William G. Deutsch, Alabama Rivers: A Celebration & Challenge (Florence, AL:
MindBridge Press, 2018), pp. xv, 229.
Bill Deutsch is a mostly retired aquatic ecologist from Auburn University. Equally important for this book, in 1992 he was co-founder of Alabama Water Watch, a community-based water monitoring and educational program that has been used as a model nationally and even internationally. In Alabama it led to Prof. Deutsch spending quality time in every major river basin in the state.
Alabama Rivers is divided into three parts. Part 1 (chapter 1-5) talks about the importance and richness of rivers in Alabama as a whole, from the Great Seal of the state to deep geology to the reasons for the richness of the flora and fauna. Part 2 (chapter 6-10) does the natural and human history of the state river basin by river basin: the Tennessee, the Alabama and its big tributaries Coosa and Tallapoosa; the Cahaba and Black Warrior rivers, the Tombigbee and Mobile systems; and lastly the Chattahoochee and coastal plan rivers. Part 3 (chapters 11-14) is on how public awareness and organization might help shape the future of this precious, indispensable riverine resource. Deutsch has given permission for this Google Earth folder based on his book to be posted on this website.
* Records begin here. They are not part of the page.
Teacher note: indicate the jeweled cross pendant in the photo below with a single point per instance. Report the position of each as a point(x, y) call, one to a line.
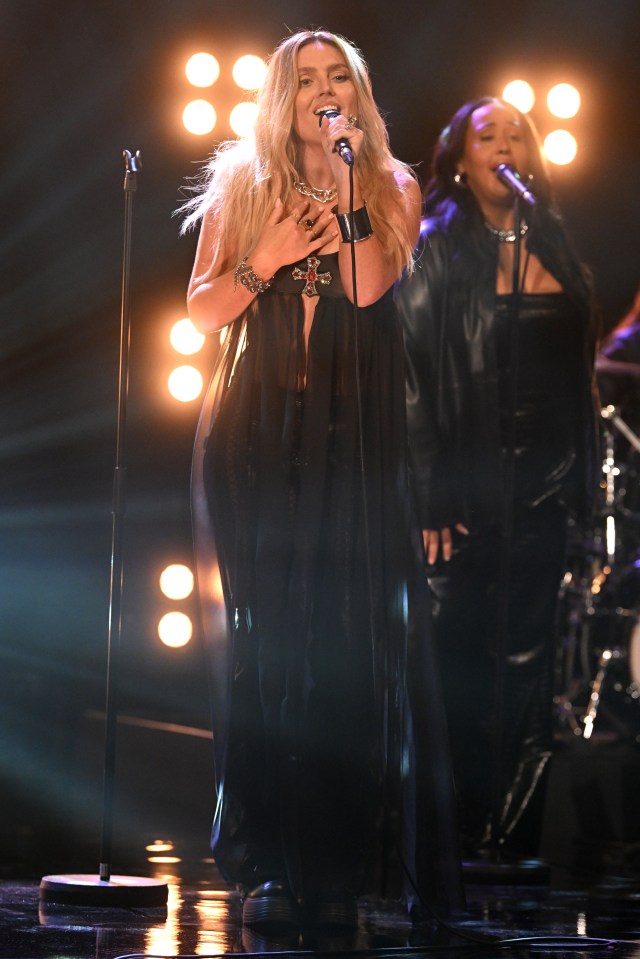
point(311, 276)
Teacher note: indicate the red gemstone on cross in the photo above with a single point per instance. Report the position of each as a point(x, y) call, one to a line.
point(311, 276)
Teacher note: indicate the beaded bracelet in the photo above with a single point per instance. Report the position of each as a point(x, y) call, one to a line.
point(246, 275)
point(362, 228)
The Google Earth folder (.kmz file) is fairly useful with Part 1, most useful with Part 2 (the river basin by river basin study), and, while it has a few nice illustrations of Part 3, is frankly less useful there (there are no Google Earth footnotes for the very philosophical concluding Chapter 14, for example). The Google Earth folder is divided into chapters, and each layer or at least folder inside that chapter is listed by page number.